Banks should pay a levy to help prevent future bailouts and shield taxpayers from the burden of multibillion-euro rescues, the European Union’s top financial chief proposed Wednesday.

BRUSSELS, Belgium — Banks should pay a levy to help prevent future bailouts and shield taxpayers from the burden of multibillion-euro rescues, the European Union’s top financial chief proposed Wednesday.

European governments are currently battling a debt crisis that has caused the euro to slide sharply against the dollar. The crisis was partly caused by the huge price states paid to rescue their financial systems over the past two years.

EU Financial Services Commissioner Michel Barnier said Wednesday it is “not acceptable” that taxpayers should pay for costs that should be borne by banks.

He suggested that banks should pay a charge toward a fund in their country that would help pay for the costs of unwinding a bank on the edge of collapse. Such costs can include financing for bridging loans, transferring assets, creating a “bad bank” to take on problem assets and paying for lawyers, administrators and advisers.

Fees charged by law firms and others working on the messy unwinding of Wall Street investment bank Lehman Brothers have reportedly amounted to hundreds of millions of dollars.

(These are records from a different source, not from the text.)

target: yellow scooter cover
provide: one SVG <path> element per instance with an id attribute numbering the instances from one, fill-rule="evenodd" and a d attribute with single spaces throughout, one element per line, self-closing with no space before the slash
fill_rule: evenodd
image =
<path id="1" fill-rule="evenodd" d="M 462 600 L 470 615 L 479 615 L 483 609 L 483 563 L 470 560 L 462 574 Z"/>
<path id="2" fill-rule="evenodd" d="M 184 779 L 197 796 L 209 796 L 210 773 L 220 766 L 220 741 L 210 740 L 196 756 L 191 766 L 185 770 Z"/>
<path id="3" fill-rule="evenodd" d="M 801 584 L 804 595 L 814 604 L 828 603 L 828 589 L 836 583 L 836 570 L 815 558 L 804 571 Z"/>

The EU’s proposed levy would not pay directly to bail out or rescue banks from bankruptcy. Rather, it would pay for the creation of a “resolution fund” and rules to handle bank insolvency may allow troubled banks to seek help at an earlier stage and avoid the need for state help to keep them afloat.

“We’re not talking here about last-minute rescue or bankruptcy, we’re talking about well before the disaster,” said Barnier, calling for regulators to more closely watch banks and intervene — and even demand management change — if their collapse was likely to pose a risk to the financial system.

European countries are separately working on bank levies to help pay for bailouts. Sweden set one up in 2008, requiring its 150 financial institutions to pay annual fees of some 0.018 per cent of their liabilities. Germany is also considering a similar program to raise up to euro1.2 billion a year to pay for financial rescues.

The EU’s executive commission said it should be “clear and unambiguous” that shareholders and creditors “must be the first to face the consequences of a bank failure” like emergency recapitalizations.

“Taxpayers should no longer be in the front line, in particular they shouldn’t be called upon to pay for the mistakes in management made by certain banks,” he told reporters.

Governments pledged some 13 per cent of their economic output on bailing out banks in 2008 and 2009, according to EU estimates.

Barnier said he would talk to European banks about his ideas before proposing concrete details about how it would all work — such as whether the levy would be based on the banks’ assets, their liabilities or their profits and bonuses.